( IRNA ) - The over USD 7 billion Iran-Pakistan-India (IPI) gas pipeline is likely to be built in parts with the three nations deciding to construct segments of the pipeline falling in their territory independently.
" Iran will build the pipeline segment in its territory and Pakistan will be responsible for construction of the section falling in its territory. Indian firms will lay the pipeline from the Indo-Pak border to their consumption centers," PTI reported here quoting a top Petroleum Ministry official.
India will enter into an agreement with Iran for purchase of gas at its border and responsibility will be fixed on Islamabad for safe passage of the pipeline, uninterrupted supplies and delivery of gas at the Indian border.
The official said that setting up of an international consortium, comprising state firms of the three countries and global energy majors, for construction and operation of the world's most valuable project could be a non-starter due to political and legal opposition from the US, including the threat of invoking sanctions under the Iran-Libya Sanctions Act (ILSA).
The project may be executed separately by the three countries in their own territories to protect it from US sanctions, he said.
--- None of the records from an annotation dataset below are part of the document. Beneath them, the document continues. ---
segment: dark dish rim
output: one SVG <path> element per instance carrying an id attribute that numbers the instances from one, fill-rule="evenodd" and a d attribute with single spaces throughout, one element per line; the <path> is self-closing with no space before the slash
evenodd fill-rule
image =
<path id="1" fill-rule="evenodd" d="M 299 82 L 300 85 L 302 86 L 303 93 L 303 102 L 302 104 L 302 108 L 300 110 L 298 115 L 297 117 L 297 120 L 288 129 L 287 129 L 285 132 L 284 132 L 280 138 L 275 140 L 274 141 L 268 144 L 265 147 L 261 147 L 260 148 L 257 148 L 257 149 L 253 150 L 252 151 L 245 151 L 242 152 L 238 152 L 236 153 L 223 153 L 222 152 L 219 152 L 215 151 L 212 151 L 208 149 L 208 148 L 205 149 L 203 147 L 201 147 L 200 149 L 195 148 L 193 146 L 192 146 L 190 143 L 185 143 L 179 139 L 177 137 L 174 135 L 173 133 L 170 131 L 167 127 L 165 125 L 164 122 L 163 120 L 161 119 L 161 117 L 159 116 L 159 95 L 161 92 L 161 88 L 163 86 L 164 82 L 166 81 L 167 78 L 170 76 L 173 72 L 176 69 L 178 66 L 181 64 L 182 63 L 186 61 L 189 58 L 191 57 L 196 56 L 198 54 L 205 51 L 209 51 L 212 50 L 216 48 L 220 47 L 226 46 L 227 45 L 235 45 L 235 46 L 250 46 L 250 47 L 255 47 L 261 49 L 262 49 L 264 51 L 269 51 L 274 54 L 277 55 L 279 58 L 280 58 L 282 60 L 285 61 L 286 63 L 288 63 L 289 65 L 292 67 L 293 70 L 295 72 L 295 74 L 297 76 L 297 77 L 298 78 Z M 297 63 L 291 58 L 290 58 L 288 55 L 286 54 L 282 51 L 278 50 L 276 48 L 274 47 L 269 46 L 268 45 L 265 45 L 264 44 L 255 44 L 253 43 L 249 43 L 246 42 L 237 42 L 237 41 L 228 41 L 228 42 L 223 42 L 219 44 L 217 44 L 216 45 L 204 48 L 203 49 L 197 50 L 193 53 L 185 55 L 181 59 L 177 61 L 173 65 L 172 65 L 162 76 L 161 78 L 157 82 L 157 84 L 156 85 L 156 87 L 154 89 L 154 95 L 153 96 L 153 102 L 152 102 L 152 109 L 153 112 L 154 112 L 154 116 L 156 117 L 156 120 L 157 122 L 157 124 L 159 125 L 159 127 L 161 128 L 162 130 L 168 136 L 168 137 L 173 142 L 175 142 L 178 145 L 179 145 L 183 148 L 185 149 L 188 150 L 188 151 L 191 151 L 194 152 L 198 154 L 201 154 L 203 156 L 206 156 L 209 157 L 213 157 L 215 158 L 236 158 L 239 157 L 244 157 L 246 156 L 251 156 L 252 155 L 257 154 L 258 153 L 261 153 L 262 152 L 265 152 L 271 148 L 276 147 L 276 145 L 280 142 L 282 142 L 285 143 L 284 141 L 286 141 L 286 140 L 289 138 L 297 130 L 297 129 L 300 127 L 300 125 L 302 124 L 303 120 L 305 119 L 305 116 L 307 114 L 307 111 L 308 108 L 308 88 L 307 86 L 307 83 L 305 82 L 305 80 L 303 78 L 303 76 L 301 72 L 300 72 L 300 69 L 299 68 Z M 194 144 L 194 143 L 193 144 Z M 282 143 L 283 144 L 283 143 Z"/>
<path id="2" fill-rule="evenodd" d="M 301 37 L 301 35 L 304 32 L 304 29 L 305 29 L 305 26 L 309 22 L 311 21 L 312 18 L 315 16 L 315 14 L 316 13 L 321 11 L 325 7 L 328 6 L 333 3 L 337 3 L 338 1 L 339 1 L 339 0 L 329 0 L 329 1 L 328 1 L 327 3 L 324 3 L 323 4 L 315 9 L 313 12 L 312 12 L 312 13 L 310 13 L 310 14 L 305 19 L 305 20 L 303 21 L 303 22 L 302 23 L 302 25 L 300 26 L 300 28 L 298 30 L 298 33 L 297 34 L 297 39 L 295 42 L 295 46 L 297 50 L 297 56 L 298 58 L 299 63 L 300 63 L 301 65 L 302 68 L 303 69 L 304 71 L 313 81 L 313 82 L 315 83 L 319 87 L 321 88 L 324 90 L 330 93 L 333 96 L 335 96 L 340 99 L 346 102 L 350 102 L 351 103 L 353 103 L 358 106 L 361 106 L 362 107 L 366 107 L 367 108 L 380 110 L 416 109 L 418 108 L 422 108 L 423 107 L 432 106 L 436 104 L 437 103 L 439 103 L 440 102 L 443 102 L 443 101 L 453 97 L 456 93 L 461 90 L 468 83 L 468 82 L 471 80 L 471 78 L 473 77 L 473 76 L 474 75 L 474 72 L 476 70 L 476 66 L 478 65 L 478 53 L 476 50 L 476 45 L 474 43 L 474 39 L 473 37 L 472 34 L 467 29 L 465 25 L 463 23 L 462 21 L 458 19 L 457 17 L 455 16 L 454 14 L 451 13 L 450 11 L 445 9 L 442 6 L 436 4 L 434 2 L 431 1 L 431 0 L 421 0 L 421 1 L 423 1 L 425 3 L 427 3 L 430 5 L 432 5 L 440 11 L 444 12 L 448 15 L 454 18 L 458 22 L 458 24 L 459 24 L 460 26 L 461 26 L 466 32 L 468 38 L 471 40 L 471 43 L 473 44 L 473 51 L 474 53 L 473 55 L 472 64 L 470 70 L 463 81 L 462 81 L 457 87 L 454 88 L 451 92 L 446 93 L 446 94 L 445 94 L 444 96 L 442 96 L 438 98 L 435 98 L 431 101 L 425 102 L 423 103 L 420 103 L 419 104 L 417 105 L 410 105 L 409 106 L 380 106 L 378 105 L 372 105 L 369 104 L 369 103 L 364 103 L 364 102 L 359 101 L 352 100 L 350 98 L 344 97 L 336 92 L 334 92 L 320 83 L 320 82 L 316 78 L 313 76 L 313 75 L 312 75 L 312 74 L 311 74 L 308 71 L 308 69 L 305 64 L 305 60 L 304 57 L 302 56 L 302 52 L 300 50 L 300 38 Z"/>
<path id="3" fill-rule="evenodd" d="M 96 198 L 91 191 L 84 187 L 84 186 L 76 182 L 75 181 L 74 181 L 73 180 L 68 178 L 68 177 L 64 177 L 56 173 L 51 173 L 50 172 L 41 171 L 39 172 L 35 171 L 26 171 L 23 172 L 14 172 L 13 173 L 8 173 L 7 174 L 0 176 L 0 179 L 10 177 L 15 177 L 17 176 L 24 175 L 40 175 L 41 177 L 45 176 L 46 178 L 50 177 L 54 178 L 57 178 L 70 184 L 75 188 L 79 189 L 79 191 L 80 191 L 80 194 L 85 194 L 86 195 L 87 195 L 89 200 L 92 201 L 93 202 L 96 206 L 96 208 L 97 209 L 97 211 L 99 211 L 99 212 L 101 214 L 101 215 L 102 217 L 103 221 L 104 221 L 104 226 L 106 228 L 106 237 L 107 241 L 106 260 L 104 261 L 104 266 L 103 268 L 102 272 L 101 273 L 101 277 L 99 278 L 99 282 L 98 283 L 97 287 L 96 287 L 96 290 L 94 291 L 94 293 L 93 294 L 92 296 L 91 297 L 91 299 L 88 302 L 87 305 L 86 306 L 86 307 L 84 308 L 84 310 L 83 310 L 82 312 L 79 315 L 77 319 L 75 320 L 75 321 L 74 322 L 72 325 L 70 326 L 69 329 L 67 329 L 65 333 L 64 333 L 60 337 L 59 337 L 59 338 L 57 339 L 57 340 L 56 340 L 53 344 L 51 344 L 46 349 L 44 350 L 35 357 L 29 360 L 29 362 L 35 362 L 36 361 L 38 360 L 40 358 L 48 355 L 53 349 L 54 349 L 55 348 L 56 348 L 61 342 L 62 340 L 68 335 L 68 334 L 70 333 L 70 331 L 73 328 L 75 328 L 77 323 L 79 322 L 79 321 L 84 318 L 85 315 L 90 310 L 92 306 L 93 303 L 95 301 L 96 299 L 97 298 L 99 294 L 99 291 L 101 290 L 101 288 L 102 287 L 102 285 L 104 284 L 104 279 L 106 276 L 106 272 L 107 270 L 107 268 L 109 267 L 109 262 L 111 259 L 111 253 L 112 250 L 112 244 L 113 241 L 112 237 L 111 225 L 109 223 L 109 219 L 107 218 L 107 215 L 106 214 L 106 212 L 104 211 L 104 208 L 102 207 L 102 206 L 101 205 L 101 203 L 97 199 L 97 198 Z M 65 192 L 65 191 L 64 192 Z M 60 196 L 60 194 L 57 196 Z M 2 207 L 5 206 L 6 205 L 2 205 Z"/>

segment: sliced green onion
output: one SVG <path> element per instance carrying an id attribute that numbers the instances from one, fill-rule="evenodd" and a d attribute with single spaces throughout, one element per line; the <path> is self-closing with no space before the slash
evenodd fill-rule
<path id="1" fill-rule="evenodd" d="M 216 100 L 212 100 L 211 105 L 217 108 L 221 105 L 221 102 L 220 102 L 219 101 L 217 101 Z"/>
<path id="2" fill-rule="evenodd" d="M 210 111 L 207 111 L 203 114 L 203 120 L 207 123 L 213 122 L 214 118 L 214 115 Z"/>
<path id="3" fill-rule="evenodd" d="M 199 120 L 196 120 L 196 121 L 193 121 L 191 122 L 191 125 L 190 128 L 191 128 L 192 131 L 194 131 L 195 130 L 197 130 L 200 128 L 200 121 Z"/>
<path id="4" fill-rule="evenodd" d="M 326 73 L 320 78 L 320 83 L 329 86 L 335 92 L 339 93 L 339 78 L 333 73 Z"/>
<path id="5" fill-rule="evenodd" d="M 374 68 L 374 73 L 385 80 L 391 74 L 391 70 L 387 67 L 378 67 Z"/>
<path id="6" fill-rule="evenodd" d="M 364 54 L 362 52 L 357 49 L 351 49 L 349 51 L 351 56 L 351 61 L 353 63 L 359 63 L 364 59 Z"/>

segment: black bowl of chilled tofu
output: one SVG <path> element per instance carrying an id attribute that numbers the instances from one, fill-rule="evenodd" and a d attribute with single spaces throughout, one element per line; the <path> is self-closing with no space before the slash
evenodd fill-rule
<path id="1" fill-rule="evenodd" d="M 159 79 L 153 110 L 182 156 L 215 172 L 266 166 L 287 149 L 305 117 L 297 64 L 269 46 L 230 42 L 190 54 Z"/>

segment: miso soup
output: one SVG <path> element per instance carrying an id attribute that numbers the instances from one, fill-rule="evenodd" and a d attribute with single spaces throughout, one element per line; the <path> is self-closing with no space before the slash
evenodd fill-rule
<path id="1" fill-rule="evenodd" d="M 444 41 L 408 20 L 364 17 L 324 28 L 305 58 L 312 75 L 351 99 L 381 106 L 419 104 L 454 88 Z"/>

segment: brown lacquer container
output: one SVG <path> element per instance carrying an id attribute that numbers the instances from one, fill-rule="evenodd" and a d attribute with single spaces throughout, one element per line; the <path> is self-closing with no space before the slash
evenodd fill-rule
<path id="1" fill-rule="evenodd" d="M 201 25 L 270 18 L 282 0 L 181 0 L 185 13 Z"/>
India will sign a "supply-or-pay" agreement with Iran with a provision on alternative supplies during disruptions.
With the three countries separately executing the project in their territories, the project will be protected from US sanctions and even enable American consultants and contractors to participate in portions of the project.
Iran will lay a 56-inch pipeline up to its border with Pakistan, from where the diameter will reduce to about 40- 48 inches to carry 60 million standard cubic meters per day of gas that will be split equally between India and Pakistan.
The official said India was likely to suggest a tripartite monitoring mechanism -- a technical committee made up of representatives of the three national gas companies to oversee technical aspects of the project and an officials committee to ensure smooth progress in different aspects of the project as well as a steering committee at the ministerial level that will address political and other issues.
India and Pakistan last month reached an agreement on the quality of gas to be transported through the pipeline in the initial phase, but differed on transportation charges and transit fee payable to Islamabad for using its territory.
The transport tariff proposed by Pakistan at the official level talks in Islamabad on February 22-23 was 2-2.5 times higher than India's expectations.
Differences also remained on the transit fee as both countries proposed different formulations.
Pakistan proposed USD 0.57 per million British thermal unit (MBTU) whereas India said it cannot be more than USD 0.15 per MBTU.
Technical level talks between the two sides over the next one-and-a-half months would try to reach a consensus on the route, transportation tariff and transit fee before a bilateral meet sometime in April 25.
If all goes well, a ministerial tripartite meeting in June may ink the pipeline deal.